Here \(m\) is the reservoir porosity; \(k\) is the reservoir permeability; \(k_{ri}\) is the permeability of phase \(i\), normalized to the reservoir permeability; \(p\) is the reservoir pressure; \(S_i\) is the reservoir saturation of phase \(i\); \(\mu_i\) is the viscosity of phase \(i\); \(B_o\) is the oil volume factor; \(R_g\) is the gas content in the oil; \(\rho_i^{STC}\) is the density of phase \(i\) under normal conditions; \(\rho_w=\rho^{STC}_w\) is the density of the water assumed to be incompressible; \(f_s\) is the volume fraction of paraffin in oil; \(a\) is the paraffin deposition rate in pores; subscripts \(o\), \(w\), \(g\), \(s\), and \(sk\) stand for oil, water, gas, solid paraffin particles, and reservoir skeleton, respectively. The following assumptions are made: the velocity of the solid particles is equal to the velocity of the oil phase flow in which they are suspended, and the paraffin phase transition affects neither the oil viscosity nor the oil phase permeability.

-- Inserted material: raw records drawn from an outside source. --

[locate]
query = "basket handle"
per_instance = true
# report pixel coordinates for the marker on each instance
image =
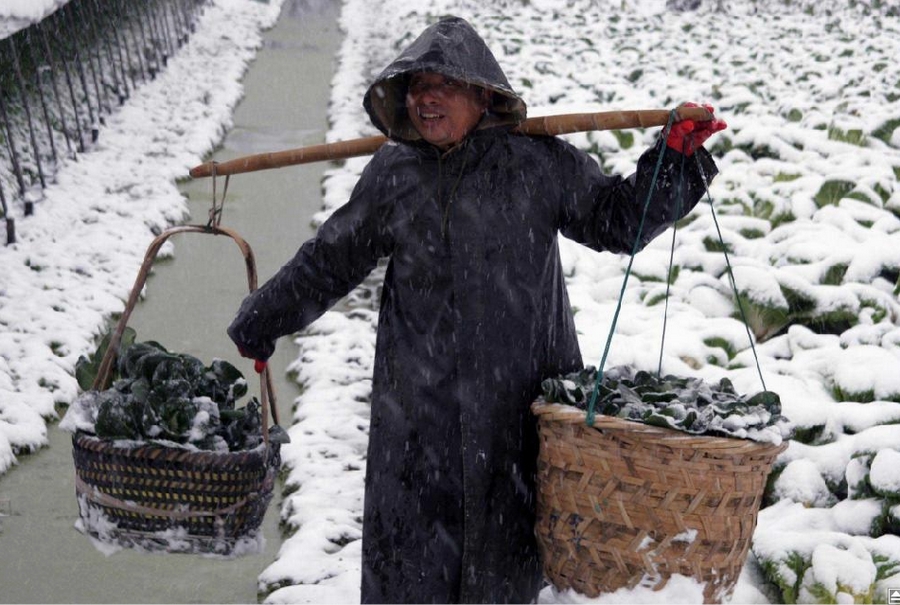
(101, 382)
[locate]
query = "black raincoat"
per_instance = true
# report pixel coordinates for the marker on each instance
(474, 314)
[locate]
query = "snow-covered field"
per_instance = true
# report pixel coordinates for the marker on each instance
(807, 201)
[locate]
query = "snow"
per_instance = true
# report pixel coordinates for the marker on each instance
(19, 14)
(788, 87)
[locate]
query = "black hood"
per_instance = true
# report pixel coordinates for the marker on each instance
(450, 47)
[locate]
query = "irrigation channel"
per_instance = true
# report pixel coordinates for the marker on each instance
(190, 299)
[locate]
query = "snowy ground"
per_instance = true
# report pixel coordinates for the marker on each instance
(807, 202)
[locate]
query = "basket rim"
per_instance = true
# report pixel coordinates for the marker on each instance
(569, 414)
(127, 447)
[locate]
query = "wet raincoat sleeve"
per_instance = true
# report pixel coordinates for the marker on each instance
(344, 251)
(604, 212)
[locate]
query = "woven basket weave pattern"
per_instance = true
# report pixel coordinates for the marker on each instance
(627, 504)
(210, 494)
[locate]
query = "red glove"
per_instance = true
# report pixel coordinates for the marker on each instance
(258, 364)
(686, 136)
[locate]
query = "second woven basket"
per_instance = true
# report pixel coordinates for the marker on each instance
(622, 503)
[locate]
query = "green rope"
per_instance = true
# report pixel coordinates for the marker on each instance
(679, 205)
(734, 289)
(591, 414)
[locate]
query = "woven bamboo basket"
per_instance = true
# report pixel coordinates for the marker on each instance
(167, 497)
(622, 504)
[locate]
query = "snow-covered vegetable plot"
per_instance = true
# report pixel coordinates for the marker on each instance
(686, 404)
(172, 398)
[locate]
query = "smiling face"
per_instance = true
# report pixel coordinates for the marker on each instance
(444, 110)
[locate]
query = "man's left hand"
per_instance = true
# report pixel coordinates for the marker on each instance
(686, 136)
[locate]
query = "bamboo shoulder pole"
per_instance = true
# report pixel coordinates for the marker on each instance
(543, 126)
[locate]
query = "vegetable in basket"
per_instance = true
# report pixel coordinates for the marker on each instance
(159, 395)
(690, 405)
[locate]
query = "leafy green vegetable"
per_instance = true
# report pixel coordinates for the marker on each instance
(157, 394)
(686, 404)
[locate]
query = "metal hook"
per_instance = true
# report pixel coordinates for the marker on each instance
(215, 212)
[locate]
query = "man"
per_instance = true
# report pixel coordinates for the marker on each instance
(474, 311)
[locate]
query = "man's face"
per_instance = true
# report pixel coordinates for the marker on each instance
(443, 110)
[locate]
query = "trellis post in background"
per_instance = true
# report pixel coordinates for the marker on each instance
(61, 76)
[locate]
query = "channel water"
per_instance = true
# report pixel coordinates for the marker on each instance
(190, 300)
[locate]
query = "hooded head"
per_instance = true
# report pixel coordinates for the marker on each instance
(451, 48)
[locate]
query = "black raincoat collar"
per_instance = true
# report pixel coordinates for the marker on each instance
(450, 47)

The paraffin volume fraction in the oil phase is determined by the equations

$$f_s=\frac{l_s\tilde{\rho }}{\rho^{STC}_s(1-l_s)+l_s\tilde{\rho}},\qquad \tilde{\rho }=\frac{\rho^{STC}_o+R_g\rho^{STC}_g}{B_o},$$

where \(l_s\) is the mass fraction of the paraffin particles in oil as a function of temperature. Its value is determined by Eq. (1). However, the oil phase density \(\rho_o\) and the gas phase density \(\rho_g\) are calculated by the formulas

$$\rho_o=f_s\rho^{STC}_s+(1-f_s)\tilde{\rho},\qquad \rho_g=\rho^{STC}_g/B_g.$$

In order to determine the gas compressibility, the relationship \(B_g(p)=p_{STC}/p\) is taken (\(p_{STC}\) is the pressure under normal conditions) [8].

The gas content and the volume factor of oil are calculated using the following relationships [9]:

$$R_g(p)=R_{gb}(p/p_b)^{1.204},\quad p\le p_b,\qquad R_{gb}=\mathrm{const},\quad p>p_b,$$

$$B_o(p)=0.972+0.000\,147 (5.615R_g\sqrt{\delta_g/\delta_o}+2.25T_{in}-575)^{1.175}.$$

Here \(\delta_g\) is the gas density relative to air and \(\delta_o\) is the oil density relative to water. The phase viscosity is assumed to be constant and independent of temperature and pressure.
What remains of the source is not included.